L’invio della lettera di citazione è il primo passo della procedura di infrazione . Come regola generale, le autorità hanno ora due mesi per rispondere a Bruxelles e correggere la situazione. In caso contrario, la Commissione europea potrebbe lanciare un ultimatum che, se non risolto positivamente, potrebbe sfociare in un ricorso davanti alla Corte di giustizia dell’Ue . Ed è quello che potrebbe accadere con una seconda procedura d’infrazione aperta da Bruxelles contro la Spagna per non aver portato a termine la revisione dei piani di gestione dei bacini idrografici prevista dalla Direttiva Quadro sulle Acque e/o dalla Piani di gestione del rischio di alluvione richiesti dalla direttiva Alluvioni.

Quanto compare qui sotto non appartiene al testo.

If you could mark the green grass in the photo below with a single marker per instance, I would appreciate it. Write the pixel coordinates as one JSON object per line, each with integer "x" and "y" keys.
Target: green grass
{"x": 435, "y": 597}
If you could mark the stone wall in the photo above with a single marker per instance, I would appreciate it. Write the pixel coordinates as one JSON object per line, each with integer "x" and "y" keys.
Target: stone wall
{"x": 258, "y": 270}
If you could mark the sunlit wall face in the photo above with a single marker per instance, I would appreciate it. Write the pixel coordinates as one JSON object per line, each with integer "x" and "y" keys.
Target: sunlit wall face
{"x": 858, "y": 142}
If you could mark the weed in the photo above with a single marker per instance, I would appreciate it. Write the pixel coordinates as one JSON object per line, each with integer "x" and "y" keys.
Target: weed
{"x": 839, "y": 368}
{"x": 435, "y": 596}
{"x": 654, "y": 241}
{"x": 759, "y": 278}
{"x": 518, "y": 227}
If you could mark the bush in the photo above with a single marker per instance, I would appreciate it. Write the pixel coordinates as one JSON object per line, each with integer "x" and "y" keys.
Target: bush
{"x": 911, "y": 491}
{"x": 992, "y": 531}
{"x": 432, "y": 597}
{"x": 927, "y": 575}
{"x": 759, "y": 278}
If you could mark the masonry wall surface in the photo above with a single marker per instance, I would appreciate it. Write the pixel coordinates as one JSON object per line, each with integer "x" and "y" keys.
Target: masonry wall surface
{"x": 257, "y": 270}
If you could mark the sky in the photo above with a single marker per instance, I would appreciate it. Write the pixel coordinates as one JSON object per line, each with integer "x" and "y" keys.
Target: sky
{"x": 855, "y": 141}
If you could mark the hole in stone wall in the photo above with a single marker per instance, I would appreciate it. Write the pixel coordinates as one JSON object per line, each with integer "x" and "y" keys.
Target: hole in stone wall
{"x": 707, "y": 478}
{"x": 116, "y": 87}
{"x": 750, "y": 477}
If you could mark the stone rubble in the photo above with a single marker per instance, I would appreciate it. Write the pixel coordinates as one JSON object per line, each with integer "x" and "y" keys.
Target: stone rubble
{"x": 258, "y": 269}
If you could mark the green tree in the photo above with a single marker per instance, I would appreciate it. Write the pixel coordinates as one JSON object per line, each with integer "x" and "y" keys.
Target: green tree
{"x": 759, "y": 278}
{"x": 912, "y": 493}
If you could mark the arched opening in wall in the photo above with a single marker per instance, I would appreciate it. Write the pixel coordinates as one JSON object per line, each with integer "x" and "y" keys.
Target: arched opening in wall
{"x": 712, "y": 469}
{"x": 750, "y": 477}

Entrambe le direttive impongono agli Stati membri di aggiornare e riferire ogni sei anni rispettivamente sui rispettivi piani di gestione del bacino idrografico e del rischio di alluvione . Secondo Bruxelles, la Spagna e altri dieci paesi non hanno rivisto, adottato e notificato in tempo tutti i loro piani di gestione del terzo bacino idrografico e del secondo piano di gestione del rischio di inondazione. I piani di gestione dei bacini comprendono un programma di misure chiave per garantire il buono stato di tutte le masse d’acqua, mentre i piani di gestione del rischio di alluvione sono preparati sulla base di mappe che mostrano le possibili conseguenze negative associate agli scenari di alluvione.